Neue Gotteshäuser an den Rändern der preußischen Metropole
Anders als überkommene Geschichtsmythen glauben machen, bestand die enorm steigende Einwohnerzahl Berlins in den ersten Jahrzehnten der industriellen Revolution im 19. Jahrhundert nicht nur aus revolutionswütigen Arbeitern, die Gott entsagt hatten. Im Gegenteil. Die Kirchen Berlins platzten aus allen Nähten. Von der Georgenkirchgemeinde am Alexanderplatz trennten sich gleich drei neue Gemeinden mit Kirchenneubauten ab. Fast zeitgleich wuchsen am östlichen Rand Berlins die Andreaskirche am Stralauer Platz und die Bartholomäuskirche am Königstor empor, während auf dem Gelände des alten Georgenkirchfriedhofs an der Weberstraße 54/55 in der Nähe des heutigen Strausberger Platzes die Markus-Kirche entstand.
König Friedrich Wilhelm IV. ließ den Entwurf des Baumeisters Gotthilf Ludwig Runge durch Stüler überarbeiten. Am 18. Oktober 1848 – in Berlin herrschte Belagerungszustand – wurde anlässlich des Geburtstags des Königs die feierliche Grundsteinlegung begangen. Drei Wochen später erhielt Preußen seine erste Verfassung, doch eine andere, als die Revolutionäre erhofft hatten. Besser als gar keine Verfassung – sagten Genügsamere.
Schon ein Jahr später, im Dezember 1849 wurde das Dach der Kirche gedeckt. Der Innenraum hatte eine damals sagenhafte Höhe von 48 Metern.

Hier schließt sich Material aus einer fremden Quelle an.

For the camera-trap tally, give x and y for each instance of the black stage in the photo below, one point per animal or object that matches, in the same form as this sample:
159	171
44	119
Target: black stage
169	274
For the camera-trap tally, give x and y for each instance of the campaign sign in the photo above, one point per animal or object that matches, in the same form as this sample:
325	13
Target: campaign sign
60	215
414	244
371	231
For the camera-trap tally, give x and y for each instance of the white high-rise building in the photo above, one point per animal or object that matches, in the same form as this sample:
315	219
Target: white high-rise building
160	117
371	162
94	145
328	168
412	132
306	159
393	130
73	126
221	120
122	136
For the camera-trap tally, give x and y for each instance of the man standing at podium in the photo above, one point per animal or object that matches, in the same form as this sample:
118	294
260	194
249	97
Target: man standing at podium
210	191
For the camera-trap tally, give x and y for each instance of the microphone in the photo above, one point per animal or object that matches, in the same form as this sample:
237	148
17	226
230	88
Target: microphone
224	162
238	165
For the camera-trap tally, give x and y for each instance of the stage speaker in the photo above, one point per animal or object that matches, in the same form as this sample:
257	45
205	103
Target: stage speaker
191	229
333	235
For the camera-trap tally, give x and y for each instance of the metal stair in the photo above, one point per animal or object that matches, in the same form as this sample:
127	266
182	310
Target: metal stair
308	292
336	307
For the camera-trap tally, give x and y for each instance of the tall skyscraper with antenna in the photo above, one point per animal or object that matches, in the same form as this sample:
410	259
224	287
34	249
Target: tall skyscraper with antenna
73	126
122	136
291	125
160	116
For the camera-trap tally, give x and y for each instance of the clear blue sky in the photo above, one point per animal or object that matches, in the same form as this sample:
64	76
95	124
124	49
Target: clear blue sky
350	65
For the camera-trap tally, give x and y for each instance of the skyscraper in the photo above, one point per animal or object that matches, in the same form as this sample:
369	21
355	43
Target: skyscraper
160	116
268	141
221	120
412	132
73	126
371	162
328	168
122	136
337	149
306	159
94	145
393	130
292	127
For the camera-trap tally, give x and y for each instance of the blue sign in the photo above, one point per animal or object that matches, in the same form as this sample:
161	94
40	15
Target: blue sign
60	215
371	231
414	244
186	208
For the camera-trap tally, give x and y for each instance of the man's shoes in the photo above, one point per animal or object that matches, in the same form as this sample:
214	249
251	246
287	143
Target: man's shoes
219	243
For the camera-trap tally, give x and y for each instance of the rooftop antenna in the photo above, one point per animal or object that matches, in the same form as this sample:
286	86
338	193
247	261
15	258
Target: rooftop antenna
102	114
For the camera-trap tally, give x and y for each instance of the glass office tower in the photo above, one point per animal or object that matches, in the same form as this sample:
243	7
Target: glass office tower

Doch die Fertigstellung brauchte noch bis ins Jahr 1855, weil das Geld ausgegangen war. Es entstand ein achteckiger neoromanischer Backsteinbau in byzantinischem Stil, dem auf Wunsch der Gemeinde ein 60 Meter hoher, sich an die Form des Florentiner Doms anlehnender Glockenturm beigefügt wurde. Durch das Tor in diesen Turm betrat man das Gotteshaus. Ganze 134.000 Taler kostete der Bau insgesamt, wovon die Stadt 69.000 Taler bestritt. „Nicht als Monumentalbau einer Residenzstadt hergestellt“, maulte ein halbes Jahrhundert später ein städtischer Publizist, doch immerhin ist das Bauwerk anders als gegenwärtige wirklich auch vollendet worden! Das Gebäude fasste ganze 1.800 Besucher. Die Malereien und der Altar aus Alabaster wurden in Reiseführern angepriesen, ebenso die gute Akustik.